"The Wisest Fool: The Lavish Life of James VI and I" by Steven Veerapen is a truly superb biography of one of the key figures in Scottish - and perhaps to a lesser extent English - history. When King James VI of Scotland inherited from Elizabeth I the crowns of England and Ireland on her death in 1603 he unified the crowns of the three kingdoms as James VI and I and they have remained unified ever since. From a Scottish perspective James always feels like something of a missed opportunity. Despite his Scottish heritage, there's always the sense that he took the view - perhaps inherited from his mother, Mary Queen of Scots, and certainly passed down to later Stuart kings and pretenders - that the crown of Scotland was only really a stepping stone en route to the real prize, the crown of England. Or is this being unfair to him?
Steven Veerapen's biography of James VI/I is so good that it seems likely to become the definitive work about the life of a much maligned and perhaps poorly understood character. The quality of the research underpinning this book feels outstanding. But research is only one part of producing a good biography. The two other factors that make "The Wisest Fool: The Lavish Life of James VI and I" stand out are the author's balanced approach to his subject and his ability to write so clearly and vividly. This is a book that is so well written that it's easy to become involved in the flow of the real human experiences that lay behind the words. The author has a fine track record as a historical novelist and the skills he has learned in producing fiction have served him well in telling this very real story about a very real man. The result is a biography that has been written to be read: not just to decorate the book shelf at the end of the room. It's a book we'd recommend to anyone with an interest in Scottish history and especially in the story of our relationship with England and the story of the Stuart dynasty.
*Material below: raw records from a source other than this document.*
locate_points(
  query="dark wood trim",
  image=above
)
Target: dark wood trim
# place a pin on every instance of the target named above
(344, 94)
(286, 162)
You get a good sense of the author's approach to his subject from the publisher's blurb: "James VI and I, the first monarch to reign over Scotland, England and Ireland, has long endured a mixed reputation. To many, he is simply the homosexual King, the inveterate witch-roaster, the smelly sovereign who never washed, the colourless man behind the authorised Bible bearing his name, or the drooling fool whose speech could barely be understood. For too long, he has paled in comparison to his more celebrated Tudor and Stuart forebears. But who was he really? To what extent have myth, anecdote, and rumour obscured him? In this new and ground-breaking biography, James’s story is laid bare and a welter of scurrilous, outrageous assumptions penned by his political opponents put to rest. What emerges is a portrait of Elizabeth I's successor as his contemporaries knew him: a gregarious, idealistic man obsessed with the idea of family, whose personal and political goals could never match up to reality. With reference to letters, libels and state papers, it casts fresh light on the personal, domestic, international and sexual politics of this misunderstood sovereign."